Scheduling on Sherlock#

Job distribution across nodes#

In a shared cluster, many jobs run concurrently across different subsets of nodes. The scheduler packs jobs together to keep utilization high, leaving only small gaps between allocations.

Job distribution diagram

The diagram above shows how six jobs with different node and time requirements are laid out across six nodes over nine time units. Jobs A and B fill most of the cluster at t=0–3, leaving only Node 4 free (later filled by Job D). Jobs C through E run concurrently at t=3–6/7, followed by Job F which spans all six nodes.

A few things to observe:

Large jobs (like Job F, 6 nodes) must wait until all required nodes are simultaneously free, which typically means a longer queue wait.
Small jobs (like C and E, 1 node each) can often start right away by fitting into gaps left by larger jobs.
Free slots (shown in grey) represent idle capacity the scheduler will try to fill.

Backfill scheduling#

Slurm does not run jobs strictly in priority order. Instead it uses a backfill strategy: the scheduler looks ahead in the queue and starts lower-priority jobs early if doing so will not delay any higher-priority job's reserved start time.

Backfill scheduling diagram

In the diagram above, high-priority Job X has a reserved start at t=6 when enough resources free up. Rather than leaving those resources idle until then, Slurm fills the gap with lower-priority jobs Y and Z, which finish before Job X needs to start.

The practical effect is that a job with a small resource footprint or a short time limit is much more likely to slip into a gap and start immediately, while a large job may have to wait until enough nodes are free at the same time.

Job priority and fairshare#

When a job is pending with the reason Priority, it means the scheduler has identified higher-priority jobs that need to start first before resources can be allocated to yours. This is the most common pending reason on a shared cluster.

Job priority is determined by several factors, including job age, requested resources, partition, and fairshare score. The fairshare score accounts for each user's past resource consumption: the more CPU and GPU hours you have used recently, the lower your next jobs' priority will be. This effect decays over time, so past usage is progressively forgotten and your priority recovers as your recent consumption normalizes relative to other users.

Pending times also depend on overall cluster load and can grow substantially during busy periods, regardless of your individual fairshare score. There is no fixed upper bound on how long a job may wait.

Reducing wait time with accurate resource requests

A job that requests fewer nodes, less memory, or a shorter time limit has a higher chance of fitting into a gap between larger reservations via backfill (see Backfill scheduling above). If your pending times are long, review your resource requests and make sure they reflect your job's actual needs rather than a conservative overestimate -- in particular, an accurate time limit makes a significant difference.

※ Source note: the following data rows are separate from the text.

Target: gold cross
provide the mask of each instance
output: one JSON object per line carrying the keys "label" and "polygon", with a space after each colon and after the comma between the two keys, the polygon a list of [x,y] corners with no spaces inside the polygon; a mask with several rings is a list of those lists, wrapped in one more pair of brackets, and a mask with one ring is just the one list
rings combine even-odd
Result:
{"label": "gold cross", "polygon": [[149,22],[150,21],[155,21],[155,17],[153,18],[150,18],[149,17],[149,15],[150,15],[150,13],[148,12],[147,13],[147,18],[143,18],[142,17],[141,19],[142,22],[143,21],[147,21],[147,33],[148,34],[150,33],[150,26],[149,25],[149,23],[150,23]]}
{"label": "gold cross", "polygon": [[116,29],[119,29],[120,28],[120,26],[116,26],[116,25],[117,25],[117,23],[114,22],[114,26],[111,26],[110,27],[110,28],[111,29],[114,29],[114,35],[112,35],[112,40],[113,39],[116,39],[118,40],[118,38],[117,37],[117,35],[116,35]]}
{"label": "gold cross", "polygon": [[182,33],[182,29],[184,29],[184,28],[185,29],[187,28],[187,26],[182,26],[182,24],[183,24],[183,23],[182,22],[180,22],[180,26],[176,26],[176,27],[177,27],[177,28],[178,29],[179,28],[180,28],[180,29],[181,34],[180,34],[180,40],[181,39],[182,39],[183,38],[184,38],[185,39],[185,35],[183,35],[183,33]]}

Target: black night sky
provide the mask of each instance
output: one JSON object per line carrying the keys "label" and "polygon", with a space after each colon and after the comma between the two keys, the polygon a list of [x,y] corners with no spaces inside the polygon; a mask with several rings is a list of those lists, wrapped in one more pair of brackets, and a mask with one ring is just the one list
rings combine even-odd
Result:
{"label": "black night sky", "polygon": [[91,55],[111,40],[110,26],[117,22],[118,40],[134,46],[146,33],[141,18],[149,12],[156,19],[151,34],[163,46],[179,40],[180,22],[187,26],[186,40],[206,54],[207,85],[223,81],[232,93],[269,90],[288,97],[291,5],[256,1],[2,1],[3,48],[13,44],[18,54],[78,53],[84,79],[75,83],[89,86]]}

Dedicated resources for persistent queue pressure

If pending times consistently hinder your ability to get work done, Stanford Research Computing offers faculty members the option to purchase dedicated compute nodes on Sherlock. Owners get guaranteed priority access to their nodes, and those nodes contribute to the shared pool when idle. See Investing in Sherlock for details.

Implications for your jobs#

Request only the nodes and time your job actually needs. Overestimating the time limit reduces the chance that a backfill slot is available.
Use job arrays for many independent tasks rather than requesting a large number of nodes at once.
Short, small jobs get priority access to backfill slots and can often start within minutes even when the cluster is busy.